Now look at the scenario of a stenosed vein or reduced outflow route. Assume a rate of passage of 25 cars per second or 5 lanes with cars traveling at 5cm per second in the artery. Let's assume an 80% obstruction in the vein, so that the outflow highway is reduced to 1 lane. In this scenario we can try to open up the capillary routes from 5 to 10 lanes but this will not have much impact on how much blood goes though the narrowed vein portion. To increase flow to 25 cars/second, the only way to do this would be to increase the inflow pressure significanty. This might happen to a certain degree but not likely to the point of increasing flow back to 25 cars/sec through the narrowed portion. The velocity of flow in the capillaries will therefore be decreased if you maintain the number of capillary routes to 5. Ironically, if you increase the number of capillary routes to 10, you will actually be reducting flow even further. To maintain velocity of flow in the capillaries, the number of capillaries will have to be decreased. I doubt this is an adaptive mechnism that the body uses. This would result in absent perfusion in much tissue. In this scenario, although velocity could be maintained, overall perfusion would still be decreased

I also want to say that there is ample evidence that there is decreased perfusion in ms brains.

North

North, Tx for your comment. I will try to explain my point of view using your analogy (This bring me back in my youth and I remember my Matchbox small car models colection and plastic roads we build all over the floor ;) )

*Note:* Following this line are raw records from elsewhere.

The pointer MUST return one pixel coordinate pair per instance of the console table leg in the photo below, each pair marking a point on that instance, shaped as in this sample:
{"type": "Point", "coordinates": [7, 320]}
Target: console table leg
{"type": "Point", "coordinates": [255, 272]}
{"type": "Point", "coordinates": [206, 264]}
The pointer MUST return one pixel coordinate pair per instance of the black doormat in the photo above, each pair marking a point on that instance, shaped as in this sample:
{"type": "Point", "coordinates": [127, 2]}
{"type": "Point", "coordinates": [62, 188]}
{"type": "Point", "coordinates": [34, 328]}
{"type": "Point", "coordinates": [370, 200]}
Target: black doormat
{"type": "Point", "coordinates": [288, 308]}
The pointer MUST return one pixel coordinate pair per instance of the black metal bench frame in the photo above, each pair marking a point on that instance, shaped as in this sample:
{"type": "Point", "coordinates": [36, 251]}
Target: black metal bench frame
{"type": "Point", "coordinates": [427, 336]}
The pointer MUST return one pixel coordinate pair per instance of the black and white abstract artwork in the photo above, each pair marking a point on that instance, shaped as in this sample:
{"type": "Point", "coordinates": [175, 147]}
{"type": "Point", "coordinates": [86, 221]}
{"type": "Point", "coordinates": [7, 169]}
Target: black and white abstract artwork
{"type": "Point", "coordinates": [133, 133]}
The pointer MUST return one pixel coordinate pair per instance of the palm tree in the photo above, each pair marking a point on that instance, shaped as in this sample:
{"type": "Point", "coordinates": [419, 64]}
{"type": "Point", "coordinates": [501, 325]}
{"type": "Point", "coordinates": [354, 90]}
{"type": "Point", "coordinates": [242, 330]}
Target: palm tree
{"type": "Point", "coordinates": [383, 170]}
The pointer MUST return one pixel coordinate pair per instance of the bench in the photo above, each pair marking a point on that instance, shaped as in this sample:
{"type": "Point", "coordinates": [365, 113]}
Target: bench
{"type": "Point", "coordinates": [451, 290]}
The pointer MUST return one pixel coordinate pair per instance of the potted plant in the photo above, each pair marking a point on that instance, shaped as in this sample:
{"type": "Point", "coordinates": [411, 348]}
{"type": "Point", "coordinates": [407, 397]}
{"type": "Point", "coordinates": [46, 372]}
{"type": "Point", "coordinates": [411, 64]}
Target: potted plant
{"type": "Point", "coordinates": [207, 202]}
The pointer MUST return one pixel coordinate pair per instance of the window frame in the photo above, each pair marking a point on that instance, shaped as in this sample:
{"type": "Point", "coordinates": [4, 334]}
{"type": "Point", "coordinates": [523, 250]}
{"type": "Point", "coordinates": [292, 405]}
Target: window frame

... the capillaries have two options to accomodate this. The cars can either speed up to 10 cm per second and use 5 lanes or increase the number of lanes to 10 and continue to travel at 5 cars per second. Both scenarios allow the passage of 50 cars per second.Your argument proposes the latter and I believe this is correct...

- This is corect because there is a speed limit in the town (brain), and the only way to manage increased input trafic is to open new roads/pathways.

...Let's assume an 80% obstruction in the vein, so that the outflow highway is reduced to 1 lane. In this scenario we can try to open up the capillary routes from 5 to 10 lanes but this will not have much impact on how much blood goes though the narrowed vein portion. To increase flow to 25 cars/second, the only way to do this would be to increase the inflow pressure significanty...

- This is not the only way. To keep flow on 25 cars/second in one line, you can speed up trafic in that one line five times! The trafic in the town remain the same.